1 files changed, 36 insertions, 15 deletions
diff --git a/examples/server/server.cpp b/examples/server/server.cpp
index 109ff717..59a59d56 100644
--- a/examples/server/server.cpp
+++ b/examples/server/server.cpp
@@ -659,7 +659,11 @@ struct server_context {
     bool load_model(const gpt_params & params_) {
         params = params_;
 
+        // dedicate one sequence to the system prompt
+        params.n_parallel += 1;
+
         std::tie(model, ctx) = llama_init_from_gpt_params(params);
+        params.n_parallel -= 1; // but be sneaky about it
         if (model == nullptr) {
             LOG_ERROR("unable to load model", {{"model", params.model}});
             return false;
@@ -1018,8 +1022,8 @@ struct server_context {
             }
 
             // assign the system KV cache to all parallel sequences
-            for (int32_t i = 1; i < params.n_parallel; ++i) {
-                llama_kv_cache_seq_cp(ctx, 0, i, 0, system_tokens.size());
+            for (int32_t i = 1; i <= params.n_parallel; ++i) {
+                llama_kv_cache_seq_cp(ctx, 0, i, -1, -1);
             }
         }
 
@@ -1306,7 +1310,7 @@ struct server_context {
         const int n_embd = llama_n_embd(model);
 
         for (int i = 0; i < batch.n_tokens; ++i) {
-            if (!batch.logits[i] || batch.seq_id[i][0] != slot.id) {
+            if (!batch.logits[i] || batch.seq_id[i][0] != slot.id + 1) {
                 continue;
             }
 
@@ -1633,8 +1637,8 @@ struct server_context {
                         {"n_cache_tokens",  slot.cache_tokens.size()}
                     });
 
-                    llama_kv_cache_seq_rm (ctx, slot.id, n_keep            , n_keep + n_discard);
-                    llama_kv_cache_seq_add(ctx, slot.id, n_keep + n_discard, system_tokens.size() + slot.n_past, -n_discard);
+                    llama_kv_cache_seq_rm (ctx, slot.id + 1, n_keep            , n_keep + n_discard);
+                    llama_kv_cache_seq_add(ctx, slot.id + 1, n_keep + n_discard, system_tokens.size() + slot.n_past, -n_discard);
 
                     if (slot.params.cache_prompt) {
                         for (size_t i = n_keep + n_discard; i < slot.cache_tokens.size(); i++) {
@@ -1666,7 +1670,7 @@ struct server_context {
 
             // TODO: we always have to take into account the "system_tokens"

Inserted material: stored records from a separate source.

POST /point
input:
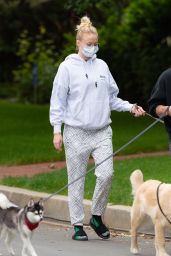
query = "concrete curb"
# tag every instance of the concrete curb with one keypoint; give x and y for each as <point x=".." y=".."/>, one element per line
<point x="116" y="216"/>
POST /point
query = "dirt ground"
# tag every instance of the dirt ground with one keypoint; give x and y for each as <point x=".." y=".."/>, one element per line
<point x="32" y="169"/>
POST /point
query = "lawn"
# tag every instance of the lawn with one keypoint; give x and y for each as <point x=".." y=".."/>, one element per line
<point x="152" y="168"/>
<point x="26" y="135"/>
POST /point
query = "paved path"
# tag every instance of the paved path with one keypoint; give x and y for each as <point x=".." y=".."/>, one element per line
<point x="32" y="169"/>
<point x="55" y="240"/>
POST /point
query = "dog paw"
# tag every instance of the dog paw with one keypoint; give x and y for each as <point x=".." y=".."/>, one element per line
<point x="134" y="250"/>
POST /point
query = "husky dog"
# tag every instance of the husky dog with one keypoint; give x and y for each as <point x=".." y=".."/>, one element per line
<point x="24" y="220"/>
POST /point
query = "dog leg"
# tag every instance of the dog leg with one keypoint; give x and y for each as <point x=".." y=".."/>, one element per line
<point x="136" y="219"/>
<point x="159" y="239"/>
<point x="8" y="240"/>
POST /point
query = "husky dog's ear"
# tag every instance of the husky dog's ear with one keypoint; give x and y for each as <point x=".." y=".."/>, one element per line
<point x="40" y="202"/>
<point x="30" y="203"/>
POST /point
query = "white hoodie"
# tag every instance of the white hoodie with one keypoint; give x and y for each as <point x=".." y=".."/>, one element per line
<point x="84" y="93"/>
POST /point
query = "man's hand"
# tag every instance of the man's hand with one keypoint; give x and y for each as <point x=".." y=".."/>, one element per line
<point x="57" y="141"/>
<point x="137" y="111"/>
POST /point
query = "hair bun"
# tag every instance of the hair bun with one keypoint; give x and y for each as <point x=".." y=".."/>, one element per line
<point x="85" y="21"/>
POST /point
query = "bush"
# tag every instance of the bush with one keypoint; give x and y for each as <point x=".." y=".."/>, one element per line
<point x="35" y="74"/>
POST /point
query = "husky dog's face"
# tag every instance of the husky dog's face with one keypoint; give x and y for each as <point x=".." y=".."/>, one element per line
<point x="34" y="211"/>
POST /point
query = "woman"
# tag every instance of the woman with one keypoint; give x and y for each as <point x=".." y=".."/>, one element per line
<point x="84" y="93"/>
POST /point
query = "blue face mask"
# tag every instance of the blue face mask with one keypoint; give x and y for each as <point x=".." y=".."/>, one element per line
<point x="89" y="51"/>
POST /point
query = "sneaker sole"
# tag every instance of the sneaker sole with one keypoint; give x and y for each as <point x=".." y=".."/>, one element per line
<point x="101" y="236"/>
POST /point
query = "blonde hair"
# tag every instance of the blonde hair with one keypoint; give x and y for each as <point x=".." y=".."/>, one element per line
<point x="85" y="27"/>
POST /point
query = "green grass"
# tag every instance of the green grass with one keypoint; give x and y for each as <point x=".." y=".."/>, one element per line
<point x="152" y="168"/>
<point x="26" y="135"/>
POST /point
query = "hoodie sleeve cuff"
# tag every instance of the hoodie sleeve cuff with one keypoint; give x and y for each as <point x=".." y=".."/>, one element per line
<point x="57" y="129"/>
<point x="130" y="107"/>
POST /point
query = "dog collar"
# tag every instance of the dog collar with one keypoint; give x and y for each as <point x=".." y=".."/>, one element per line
<point x="31" y="226"/>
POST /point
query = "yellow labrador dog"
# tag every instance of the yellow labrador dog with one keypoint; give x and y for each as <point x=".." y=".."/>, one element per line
<point x="152" y="198"/>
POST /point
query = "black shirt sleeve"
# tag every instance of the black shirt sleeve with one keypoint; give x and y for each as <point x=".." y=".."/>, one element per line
<point x="158" y="95"/>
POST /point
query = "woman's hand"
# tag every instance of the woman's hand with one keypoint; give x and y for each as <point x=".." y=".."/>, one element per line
<point x="137" y="111"/>
<point x="57" y="141"/>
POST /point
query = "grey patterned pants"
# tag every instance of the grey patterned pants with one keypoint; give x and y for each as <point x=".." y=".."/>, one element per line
<point x="79" y="145"/>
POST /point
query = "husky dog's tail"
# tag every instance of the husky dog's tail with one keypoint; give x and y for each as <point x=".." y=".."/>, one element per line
<point x="5" y="203"/>
<point x="136" y="179"/>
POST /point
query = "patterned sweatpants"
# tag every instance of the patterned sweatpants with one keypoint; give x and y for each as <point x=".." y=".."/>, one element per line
<point x="79" y="145"/>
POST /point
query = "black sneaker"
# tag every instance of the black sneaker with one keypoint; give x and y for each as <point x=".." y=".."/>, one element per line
<point x="98" y="226"/>
<point x="80" y="234"/>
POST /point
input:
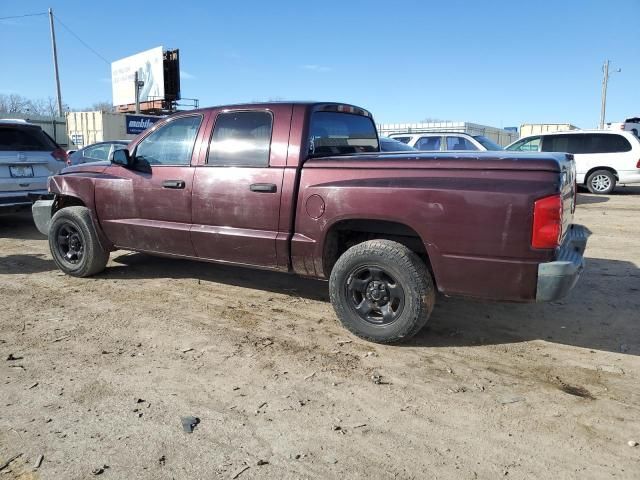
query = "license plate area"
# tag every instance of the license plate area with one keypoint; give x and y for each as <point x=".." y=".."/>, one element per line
<point x="21" y="171"/>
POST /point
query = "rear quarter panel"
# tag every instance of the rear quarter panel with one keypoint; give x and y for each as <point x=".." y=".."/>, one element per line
<point x="475" y="224"/>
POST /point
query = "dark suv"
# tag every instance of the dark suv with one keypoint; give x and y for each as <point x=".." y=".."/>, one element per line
<point x="28" y="157"/>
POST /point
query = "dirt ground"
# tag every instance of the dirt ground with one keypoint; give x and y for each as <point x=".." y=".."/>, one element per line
<point x="106" y="367"/>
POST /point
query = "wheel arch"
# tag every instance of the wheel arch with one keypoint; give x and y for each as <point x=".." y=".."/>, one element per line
<point x="595" y="169"/>
<point x="347" y="232"/>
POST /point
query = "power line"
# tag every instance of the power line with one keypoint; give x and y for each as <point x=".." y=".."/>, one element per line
<point x="82" y="41"/>
<point x="22" y="16"/>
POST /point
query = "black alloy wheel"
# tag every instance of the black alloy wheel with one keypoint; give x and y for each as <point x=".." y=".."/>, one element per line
<point x="69" y="243"/>
<point x="374" y="295"/>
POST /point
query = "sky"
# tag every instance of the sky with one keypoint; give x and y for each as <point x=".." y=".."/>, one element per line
<point x="499" y="63"/>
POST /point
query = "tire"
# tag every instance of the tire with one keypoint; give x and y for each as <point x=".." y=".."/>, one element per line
<point x="601" y="182"/>
<point x="381" y="291"/>
<point x="74" y="243"/>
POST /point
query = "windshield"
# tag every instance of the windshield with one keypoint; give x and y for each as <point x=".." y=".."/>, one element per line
<point x="335" y="133"/>
<point x="487" y="143"/>
<point x="25" y="138"/>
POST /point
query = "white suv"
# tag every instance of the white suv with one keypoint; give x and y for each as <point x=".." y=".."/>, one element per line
<point x="603" y="158"/>
<point x="28" y="157"/>
<point x="446" y="141"/>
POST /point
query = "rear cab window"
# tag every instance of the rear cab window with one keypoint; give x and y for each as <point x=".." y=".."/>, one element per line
<point x="531" y="144"/>
<point x="428" y="143"/>
<point x="342" y="132"/>
<point x="460" y="143"/>
<point x="487" y="143"/>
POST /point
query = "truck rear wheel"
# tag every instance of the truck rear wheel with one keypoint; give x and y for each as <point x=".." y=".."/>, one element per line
<point x="601" y="181"/>
<point x="382" y="291"/>
<point x="74" y="243"/>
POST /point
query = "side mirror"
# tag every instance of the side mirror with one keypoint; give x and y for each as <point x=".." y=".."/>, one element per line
<point x="121" y="157"/>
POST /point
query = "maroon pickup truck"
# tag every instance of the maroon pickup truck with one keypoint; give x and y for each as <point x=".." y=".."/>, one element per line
<point x="303" y="188"/>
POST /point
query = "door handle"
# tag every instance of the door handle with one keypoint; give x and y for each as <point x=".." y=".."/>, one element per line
<point x="264" y="188"/>
<point x="173" y="184"/>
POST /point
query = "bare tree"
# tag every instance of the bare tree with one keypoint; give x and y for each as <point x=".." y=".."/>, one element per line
<point x="13" y="103"/>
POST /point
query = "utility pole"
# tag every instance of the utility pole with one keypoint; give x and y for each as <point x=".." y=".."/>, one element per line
<point x="138" y="84"/>
<point x="55" y="62"/>
<point x="605" y="82"/>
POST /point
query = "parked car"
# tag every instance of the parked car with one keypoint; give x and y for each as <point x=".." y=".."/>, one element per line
<point x="97" y="152"/>
<point x="603" y="158"/>
<point x="447" y="141"/>
<point x="28" y="156"/>
<point x="303" y="188"/>
<point x="392" y="145"/>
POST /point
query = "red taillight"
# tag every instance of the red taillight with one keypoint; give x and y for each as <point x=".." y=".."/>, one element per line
<point x="547" y="222"/>
<point x="61" y="156"/>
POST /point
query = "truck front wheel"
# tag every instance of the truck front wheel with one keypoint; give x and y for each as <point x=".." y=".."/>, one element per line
<point x="382" y="291"/>
<point x="74" y="243"/>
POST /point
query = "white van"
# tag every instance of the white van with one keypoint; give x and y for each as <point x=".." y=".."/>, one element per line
<point x="603" y="158"/>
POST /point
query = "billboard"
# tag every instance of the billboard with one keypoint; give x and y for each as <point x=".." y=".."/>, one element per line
<point x="150" y="67"/>
<point x="137" y="123"/>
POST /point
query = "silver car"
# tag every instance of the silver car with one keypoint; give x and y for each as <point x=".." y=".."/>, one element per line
<point x="28" y="157"/>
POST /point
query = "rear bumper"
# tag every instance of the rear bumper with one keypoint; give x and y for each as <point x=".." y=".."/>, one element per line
<point x="556" y="279"/>
<point x="41" y="210"/>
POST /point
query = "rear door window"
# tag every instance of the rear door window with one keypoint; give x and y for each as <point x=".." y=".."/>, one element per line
<point x="428" y="143"/>
<point x="586" y="143"/>
<point x="171" y="144"/>
<point x="25" y="138"/>
<point x="241" y="139"/>
<point x="336" y="133"/>
<point x="97" y="152"/>
<point x="460" y="143"/>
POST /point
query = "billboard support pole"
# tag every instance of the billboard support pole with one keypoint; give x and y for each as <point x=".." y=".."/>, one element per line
<point x="137" y="87"/>
<point x="55" y="62"/>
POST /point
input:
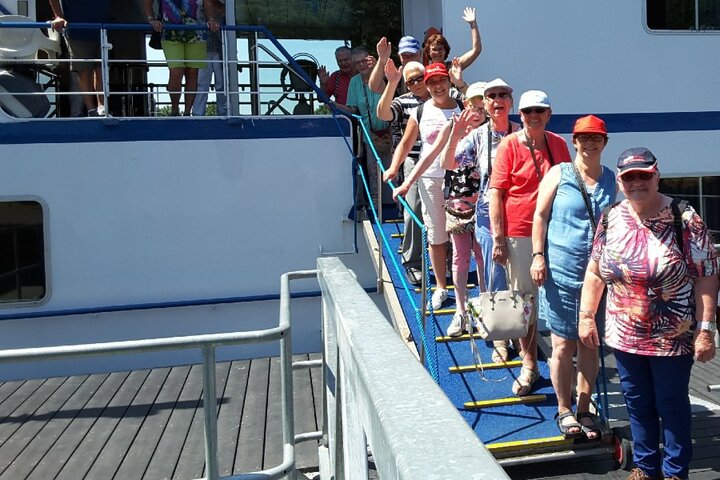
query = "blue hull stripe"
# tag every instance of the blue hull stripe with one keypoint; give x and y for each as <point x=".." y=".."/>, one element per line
<point x="167" y="129"/>
<point x="127" y="130"/>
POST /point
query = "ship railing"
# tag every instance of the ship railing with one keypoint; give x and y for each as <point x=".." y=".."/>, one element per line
<point x="253" y="94"/>
<point x="378" y="397"/>
<point x="207" y="344"/>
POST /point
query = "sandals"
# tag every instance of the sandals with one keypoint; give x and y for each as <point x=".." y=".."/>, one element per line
<point x="565" y="427"/>
<point x="524" y="382"/>
<point x="500" y="352"/>
<point x="591" y="430"/>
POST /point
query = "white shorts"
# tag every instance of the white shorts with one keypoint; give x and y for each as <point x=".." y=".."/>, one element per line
<point x="519" y="259"/>
<point x="433" y="203"/>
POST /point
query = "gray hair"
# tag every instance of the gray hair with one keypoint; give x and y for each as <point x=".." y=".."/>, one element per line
<point x="343" y="49"/>
<point x="413" y="66"/>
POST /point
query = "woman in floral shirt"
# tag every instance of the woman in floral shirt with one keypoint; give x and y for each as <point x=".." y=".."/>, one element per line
<point x="660" y="312"/>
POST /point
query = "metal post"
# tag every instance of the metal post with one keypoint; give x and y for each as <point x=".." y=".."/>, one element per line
<point x="104" y="68"/>
<point x="254" y="75"/>
<point x="210" y="411"/>
<point x="286" y="370"/>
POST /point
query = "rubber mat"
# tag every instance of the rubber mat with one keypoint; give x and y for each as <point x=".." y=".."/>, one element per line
<point x="494" y="424"/>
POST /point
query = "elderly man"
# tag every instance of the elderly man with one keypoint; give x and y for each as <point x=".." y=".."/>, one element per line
<point x="409" y="50"/>
<point x="337" y="84"/>
<point x="83" y="44"/>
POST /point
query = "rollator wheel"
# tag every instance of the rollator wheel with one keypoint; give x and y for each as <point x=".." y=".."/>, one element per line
<point x="622" y="451"/>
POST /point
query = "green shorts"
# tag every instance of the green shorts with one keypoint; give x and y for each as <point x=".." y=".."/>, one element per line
<point x="182" y="55"/>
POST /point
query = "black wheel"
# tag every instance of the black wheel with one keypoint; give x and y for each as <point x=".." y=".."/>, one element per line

             //       this is not great and needs to be improved somehow
-            llama_batch_add(batch, slot.sampled, system_tokens.size() + slot_npast, { slot.id }, true);
+            llama_batch_add(batch, slot.sampled, system_tokens.size() + slot_npast, { slot.id + 1 }, true);
 
             slot.n_past += 1;
 
@@ -1804,9 +1808,6 @@ struct server_context {
                                 // reuse any previously computed tokens that are common with the new prompt
                                 slot.n_past = common_part(slot.cache_tokens, prompt_tokens);
 
-                                // remove the non-common part from the cache
-                                slot.cache_tokens.resize(slot.n_past);
-
                                 // push the prompt into the sampling context (do not apply grammar)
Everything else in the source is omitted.